Sex crime lawyers need to be aware that with evolving attitudes and more knowledge regarding sexual assault in society, jurors might be more likely to believe a victim’s story. And with more understanding and trusting jurors, prosecutors might be more likely to bring a sexual assault case that lacks other evidence, such as DNA, proof of force, or witnesses.

The Weinstein Case Was Unique

While there is the possibility that prosecutors might become bolder in pursuing sexual assault charges, it’s important to remember that the Weinstein case was unique. It involved someone with a long, thriving Hollywood career. Everyone knew who Weinstein was—a media mogul who could make or break careers. The case also involved a flood of accusations and in-depth investigations in major publications. The allegations against Weinstein didn’t involve one alleged assault. Instead, they outlined a lifetime of predatory and violent sexual behavior against women.

Most sexual assault cases aren’t high-profile news stories involving a celebrity or a pattern of criminal sexual behavior. Most cases involve accusations by one person against another private individual. Because the Weinstein verdict came at the end of a long, distinct, and public case, it won’t necessarily translate to changes in how sexual assaults are prosecuted locally.

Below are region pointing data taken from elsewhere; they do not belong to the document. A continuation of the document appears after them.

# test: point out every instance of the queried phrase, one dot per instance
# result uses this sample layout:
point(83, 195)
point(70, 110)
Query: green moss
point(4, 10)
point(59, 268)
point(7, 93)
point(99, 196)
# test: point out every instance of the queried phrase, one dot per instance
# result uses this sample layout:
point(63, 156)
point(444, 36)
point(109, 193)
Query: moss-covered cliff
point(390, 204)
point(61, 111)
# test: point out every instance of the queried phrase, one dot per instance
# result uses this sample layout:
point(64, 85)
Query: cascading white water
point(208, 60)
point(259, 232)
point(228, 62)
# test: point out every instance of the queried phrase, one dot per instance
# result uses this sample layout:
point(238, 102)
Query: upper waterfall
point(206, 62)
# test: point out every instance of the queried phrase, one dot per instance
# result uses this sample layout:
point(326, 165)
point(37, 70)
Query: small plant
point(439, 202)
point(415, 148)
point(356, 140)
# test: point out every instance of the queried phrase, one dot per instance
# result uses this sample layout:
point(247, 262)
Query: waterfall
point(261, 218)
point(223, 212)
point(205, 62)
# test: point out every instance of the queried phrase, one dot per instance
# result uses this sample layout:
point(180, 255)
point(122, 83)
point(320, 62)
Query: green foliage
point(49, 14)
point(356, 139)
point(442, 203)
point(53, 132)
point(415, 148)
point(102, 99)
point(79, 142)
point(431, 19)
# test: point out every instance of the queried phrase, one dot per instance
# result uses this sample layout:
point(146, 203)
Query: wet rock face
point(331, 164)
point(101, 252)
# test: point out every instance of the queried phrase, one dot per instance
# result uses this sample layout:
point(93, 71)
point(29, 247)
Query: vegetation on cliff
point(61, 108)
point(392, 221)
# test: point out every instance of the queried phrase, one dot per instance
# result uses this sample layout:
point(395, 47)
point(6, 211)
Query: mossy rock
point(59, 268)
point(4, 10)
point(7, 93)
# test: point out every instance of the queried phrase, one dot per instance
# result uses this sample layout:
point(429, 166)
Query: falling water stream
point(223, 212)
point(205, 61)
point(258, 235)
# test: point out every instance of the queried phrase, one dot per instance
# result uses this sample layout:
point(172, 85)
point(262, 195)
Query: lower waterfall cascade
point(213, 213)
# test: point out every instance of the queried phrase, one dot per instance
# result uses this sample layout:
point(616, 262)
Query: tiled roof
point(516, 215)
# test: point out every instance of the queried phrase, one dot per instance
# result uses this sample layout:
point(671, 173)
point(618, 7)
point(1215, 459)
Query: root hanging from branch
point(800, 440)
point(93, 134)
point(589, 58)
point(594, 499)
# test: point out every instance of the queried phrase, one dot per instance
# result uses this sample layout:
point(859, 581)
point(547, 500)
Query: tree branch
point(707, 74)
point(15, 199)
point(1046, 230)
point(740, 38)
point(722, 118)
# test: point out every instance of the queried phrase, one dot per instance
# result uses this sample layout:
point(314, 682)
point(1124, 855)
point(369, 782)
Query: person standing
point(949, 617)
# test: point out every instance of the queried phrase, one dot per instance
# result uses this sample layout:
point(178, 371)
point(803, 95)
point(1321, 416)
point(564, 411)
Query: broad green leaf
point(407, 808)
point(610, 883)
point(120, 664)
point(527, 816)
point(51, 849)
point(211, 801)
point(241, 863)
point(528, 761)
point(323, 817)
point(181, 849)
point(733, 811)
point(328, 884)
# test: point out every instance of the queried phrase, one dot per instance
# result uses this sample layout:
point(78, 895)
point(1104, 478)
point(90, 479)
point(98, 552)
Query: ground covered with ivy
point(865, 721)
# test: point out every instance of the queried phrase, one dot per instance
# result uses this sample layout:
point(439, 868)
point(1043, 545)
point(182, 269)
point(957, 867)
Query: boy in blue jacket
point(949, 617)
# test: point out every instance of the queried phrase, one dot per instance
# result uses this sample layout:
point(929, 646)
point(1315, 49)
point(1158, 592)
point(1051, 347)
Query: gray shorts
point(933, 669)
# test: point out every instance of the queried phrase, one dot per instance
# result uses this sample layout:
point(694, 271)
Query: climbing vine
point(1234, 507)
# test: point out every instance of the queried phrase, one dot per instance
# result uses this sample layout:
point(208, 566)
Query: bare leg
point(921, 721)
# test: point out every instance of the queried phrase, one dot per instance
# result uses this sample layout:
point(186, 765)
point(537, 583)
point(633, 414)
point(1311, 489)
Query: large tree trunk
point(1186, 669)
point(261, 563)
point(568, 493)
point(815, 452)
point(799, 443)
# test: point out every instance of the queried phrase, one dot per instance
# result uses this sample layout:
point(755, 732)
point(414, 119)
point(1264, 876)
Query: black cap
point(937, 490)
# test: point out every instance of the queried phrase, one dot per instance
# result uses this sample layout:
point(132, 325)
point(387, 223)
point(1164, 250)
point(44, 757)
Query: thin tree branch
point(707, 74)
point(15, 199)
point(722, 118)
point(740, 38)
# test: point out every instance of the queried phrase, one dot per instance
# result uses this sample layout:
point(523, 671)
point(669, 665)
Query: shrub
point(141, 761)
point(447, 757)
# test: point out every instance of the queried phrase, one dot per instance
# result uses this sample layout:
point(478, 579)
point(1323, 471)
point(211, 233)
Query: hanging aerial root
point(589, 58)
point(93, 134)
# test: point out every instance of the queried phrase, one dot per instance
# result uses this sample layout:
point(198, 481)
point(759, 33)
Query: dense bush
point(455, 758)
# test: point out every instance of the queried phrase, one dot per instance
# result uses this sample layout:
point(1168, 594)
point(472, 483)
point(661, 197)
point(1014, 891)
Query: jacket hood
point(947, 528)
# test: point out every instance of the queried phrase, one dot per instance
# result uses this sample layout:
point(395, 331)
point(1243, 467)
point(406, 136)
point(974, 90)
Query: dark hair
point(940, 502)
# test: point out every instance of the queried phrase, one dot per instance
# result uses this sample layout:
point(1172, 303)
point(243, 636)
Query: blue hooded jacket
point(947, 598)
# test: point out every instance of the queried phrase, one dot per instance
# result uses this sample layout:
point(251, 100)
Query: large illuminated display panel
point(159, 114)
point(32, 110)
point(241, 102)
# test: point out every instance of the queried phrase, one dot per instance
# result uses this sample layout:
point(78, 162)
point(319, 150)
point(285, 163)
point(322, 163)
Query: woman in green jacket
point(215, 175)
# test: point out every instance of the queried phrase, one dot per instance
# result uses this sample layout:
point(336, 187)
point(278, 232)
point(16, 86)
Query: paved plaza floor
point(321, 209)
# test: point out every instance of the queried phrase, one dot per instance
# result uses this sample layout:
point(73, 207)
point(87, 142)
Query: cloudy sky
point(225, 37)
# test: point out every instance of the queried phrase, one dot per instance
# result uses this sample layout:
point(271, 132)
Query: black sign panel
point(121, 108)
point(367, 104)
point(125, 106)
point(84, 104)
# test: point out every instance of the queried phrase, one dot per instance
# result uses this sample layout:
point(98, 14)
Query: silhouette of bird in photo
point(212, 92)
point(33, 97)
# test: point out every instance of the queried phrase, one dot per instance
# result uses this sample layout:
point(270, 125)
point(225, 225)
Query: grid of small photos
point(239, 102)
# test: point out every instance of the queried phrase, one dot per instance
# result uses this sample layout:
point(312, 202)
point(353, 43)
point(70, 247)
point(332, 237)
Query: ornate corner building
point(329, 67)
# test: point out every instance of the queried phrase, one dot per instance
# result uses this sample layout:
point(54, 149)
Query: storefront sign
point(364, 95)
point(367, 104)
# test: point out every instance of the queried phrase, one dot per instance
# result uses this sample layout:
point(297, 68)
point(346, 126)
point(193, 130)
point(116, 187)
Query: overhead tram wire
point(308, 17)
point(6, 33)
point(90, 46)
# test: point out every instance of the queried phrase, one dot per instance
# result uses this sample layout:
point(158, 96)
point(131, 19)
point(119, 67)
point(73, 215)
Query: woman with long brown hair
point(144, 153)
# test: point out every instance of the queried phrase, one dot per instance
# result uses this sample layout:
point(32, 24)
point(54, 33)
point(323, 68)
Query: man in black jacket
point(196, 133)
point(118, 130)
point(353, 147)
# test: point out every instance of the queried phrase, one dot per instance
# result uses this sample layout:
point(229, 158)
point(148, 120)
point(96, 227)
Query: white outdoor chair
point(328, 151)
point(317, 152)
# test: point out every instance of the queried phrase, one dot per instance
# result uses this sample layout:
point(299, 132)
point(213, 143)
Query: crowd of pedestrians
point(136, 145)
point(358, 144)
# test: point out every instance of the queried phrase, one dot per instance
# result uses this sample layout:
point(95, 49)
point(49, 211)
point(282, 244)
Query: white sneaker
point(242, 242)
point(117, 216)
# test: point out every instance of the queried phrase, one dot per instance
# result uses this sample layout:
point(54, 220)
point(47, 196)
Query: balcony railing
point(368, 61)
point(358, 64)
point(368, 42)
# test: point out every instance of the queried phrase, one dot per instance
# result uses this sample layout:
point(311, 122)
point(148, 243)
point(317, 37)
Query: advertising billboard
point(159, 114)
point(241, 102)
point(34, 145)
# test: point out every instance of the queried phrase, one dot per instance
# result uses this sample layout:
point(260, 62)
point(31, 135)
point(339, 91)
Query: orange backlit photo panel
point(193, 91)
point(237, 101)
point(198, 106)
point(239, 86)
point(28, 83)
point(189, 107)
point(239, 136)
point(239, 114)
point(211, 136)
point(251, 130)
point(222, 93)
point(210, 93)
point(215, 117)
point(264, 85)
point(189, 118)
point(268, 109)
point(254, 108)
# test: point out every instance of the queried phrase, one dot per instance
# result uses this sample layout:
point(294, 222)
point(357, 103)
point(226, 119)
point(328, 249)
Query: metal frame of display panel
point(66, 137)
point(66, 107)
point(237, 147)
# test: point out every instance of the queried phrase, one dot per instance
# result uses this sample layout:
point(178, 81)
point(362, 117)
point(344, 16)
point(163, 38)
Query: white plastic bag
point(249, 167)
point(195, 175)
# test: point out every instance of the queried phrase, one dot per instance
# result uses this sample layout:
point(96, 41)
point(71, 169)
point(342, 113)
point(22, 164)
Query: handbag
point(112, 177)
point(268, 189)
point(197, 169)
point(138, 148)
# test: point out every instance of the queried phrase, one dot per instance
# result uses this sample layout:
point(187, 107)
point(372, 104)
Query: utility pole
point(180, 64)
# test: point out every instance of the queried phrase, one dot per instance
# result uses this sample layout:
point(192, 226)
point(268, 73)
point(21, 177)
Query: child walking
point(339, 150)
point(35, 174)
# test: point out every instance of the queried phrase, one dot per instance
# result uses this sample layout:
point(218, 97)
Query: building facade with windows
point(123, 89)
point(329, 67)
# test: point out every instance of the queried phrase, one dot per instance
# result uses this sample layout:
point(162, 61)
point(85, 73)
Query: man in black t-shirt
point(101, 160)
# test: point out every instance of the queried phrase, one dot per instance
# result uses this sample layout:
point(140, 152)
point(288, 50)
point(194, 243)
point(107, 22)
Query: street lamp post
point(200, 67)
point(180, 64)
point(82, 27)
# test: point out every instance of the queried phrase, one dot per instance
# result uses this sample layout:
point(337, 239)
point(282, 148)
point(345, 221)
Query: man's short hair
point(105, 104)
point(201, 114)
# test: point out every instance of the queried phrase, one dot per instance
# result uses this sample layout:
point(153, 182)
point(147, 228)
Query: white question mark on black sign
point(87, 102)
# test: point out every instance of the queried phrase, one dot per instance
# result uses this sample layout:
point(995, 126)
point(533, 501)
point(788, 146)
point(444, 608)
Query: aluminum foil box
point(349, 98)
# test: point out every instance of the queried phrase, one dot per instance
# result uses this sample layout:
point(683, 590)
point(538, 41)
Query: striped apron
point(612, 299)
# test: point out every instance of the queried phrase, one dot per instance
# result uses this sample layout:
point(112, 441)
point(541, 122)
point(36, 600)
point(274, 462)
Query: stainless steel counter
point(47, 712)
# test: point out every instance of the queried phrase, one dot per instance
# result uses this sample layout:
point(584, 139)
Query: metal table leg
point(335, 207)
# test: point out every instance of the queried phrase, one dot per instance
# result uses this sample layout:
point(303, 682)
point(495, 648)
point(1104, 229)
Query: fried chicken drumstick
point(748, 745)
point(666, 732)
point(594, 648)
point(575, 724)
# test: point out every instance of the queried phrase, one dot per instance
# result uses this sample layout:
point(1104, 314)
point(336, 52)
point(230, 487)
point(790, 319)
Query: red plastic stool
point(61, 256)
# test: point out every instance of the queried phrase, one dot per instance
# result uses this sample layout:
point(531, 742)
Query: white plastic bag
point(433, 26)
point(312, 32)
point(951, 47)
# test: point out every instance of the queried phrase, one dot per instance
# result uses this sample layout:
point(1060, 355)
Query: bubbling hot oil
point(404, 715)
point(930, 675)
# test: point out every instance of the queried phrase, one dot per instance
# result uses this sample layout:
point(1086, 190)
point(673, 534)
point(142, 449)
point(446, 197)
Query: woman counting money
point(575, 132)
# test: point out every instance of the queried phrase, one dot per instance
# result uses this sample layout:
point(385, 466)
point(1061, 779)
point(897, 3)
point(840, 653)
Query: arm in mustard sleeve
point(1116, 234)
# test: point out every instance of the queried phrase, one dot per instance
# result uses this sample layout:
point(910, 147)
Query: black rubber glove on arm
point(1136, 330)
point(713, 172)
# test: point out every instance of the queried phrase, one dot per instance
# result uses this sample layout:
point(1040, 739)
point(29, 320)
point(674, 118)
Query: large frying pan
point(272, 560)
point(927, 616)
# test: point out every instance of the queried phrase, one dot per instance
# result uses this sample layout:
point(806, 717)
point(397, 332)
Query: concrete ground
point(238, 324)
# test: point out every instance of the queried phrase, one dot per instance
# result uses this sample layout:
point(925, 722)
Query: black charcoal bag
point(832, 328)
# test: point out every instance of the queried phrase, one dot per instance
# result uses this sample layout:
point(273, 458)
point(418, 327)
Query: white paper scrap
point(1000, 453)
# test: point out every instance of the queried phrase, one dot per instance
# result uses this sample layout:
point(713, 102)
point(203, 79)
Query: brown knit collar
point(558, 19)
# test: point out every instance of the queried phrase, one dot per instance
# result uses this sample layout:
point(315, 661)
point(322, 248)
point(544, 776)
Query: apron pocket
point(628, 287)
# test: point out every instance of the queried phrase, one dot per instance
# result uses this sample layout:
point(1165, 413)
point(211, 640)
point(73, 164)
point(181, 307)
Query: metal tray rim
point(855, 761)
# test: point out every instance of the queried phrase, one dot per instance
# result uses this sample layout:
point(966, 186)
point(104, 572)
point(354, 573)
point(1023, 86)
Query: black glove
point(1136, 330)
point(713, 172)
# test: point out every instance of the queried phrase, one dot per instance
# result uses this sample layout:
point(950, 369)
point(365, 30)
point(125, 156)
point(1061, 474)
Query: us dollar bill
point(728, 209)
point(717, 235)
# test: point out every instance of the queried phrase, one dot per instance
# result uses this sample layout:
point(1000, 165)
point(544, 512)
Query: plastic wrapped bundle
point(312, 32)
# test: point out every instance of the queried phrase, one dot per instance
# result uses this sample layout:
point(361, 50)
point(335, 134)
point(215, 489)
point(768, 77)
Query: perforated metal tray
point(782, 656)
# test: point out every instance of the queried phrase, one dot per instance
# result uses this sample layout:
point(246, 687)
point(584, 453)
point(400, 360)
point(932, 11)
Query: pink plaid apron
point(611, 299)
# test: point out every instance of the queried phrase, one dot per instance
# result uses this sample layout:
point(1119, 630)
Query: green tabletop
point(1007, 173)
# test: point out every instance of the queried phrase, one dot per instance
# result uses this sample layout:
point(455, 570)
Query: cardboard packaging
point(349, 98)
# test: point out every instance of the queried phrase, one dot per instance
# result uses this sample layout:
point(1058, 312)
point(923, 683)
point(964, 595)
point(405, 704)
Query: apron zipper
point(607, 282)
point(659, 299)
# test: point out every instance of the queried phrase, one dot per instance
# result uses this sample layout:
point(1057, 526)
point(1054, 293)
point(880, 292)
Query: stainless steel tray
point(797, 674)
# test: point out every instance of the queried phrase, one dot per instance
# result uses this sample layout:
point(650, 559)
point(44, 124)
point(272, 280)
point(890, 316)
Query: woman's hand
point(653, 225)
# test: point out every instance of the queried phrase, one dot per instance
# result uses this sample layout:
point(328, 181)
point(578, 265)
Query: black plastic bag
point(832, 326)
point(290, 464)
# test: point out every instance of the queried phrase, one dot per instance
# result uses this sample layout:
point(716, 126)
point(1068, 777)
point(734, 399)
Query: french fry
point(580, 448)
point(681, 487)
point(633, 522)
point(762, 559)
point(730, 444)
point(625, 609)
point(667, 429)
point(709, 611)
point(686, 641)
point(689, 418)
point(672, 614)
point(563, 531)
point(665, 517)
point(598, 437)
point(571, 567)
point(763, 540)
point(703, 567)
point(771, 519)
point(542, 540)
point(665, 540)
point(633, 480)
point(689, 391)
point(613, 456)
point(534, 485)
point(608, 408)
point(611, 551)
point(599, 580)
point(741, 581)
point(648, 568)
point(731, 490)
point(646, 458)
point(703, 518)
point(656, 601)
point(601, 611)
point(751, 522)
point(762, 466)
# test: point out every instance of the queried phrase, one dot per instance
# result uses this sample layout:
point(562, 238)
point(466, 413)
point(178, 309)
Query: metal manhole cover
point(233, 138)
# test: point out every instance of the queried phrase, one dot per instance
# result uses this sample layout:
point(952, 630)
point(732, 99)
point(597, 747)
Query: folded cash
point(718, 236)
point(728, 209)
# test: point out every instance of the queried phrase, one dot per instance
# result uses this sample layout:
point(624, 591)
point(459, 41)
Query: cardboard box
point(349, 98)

If You’ve Been Accused of Sexual Assault, Call The Law Offices of Ned Barnett Today

It might take years to discover whether the Weinstein verdict and other high-profile sexual assault cases change sexual assault prosecutions across the country. They have the potential to. But how and when prosecutors pursue allegations of sex crimes depends on several factors, including the credibility of the alleged victim, the evidence, attitudes and beliefs in the region, politics, and more.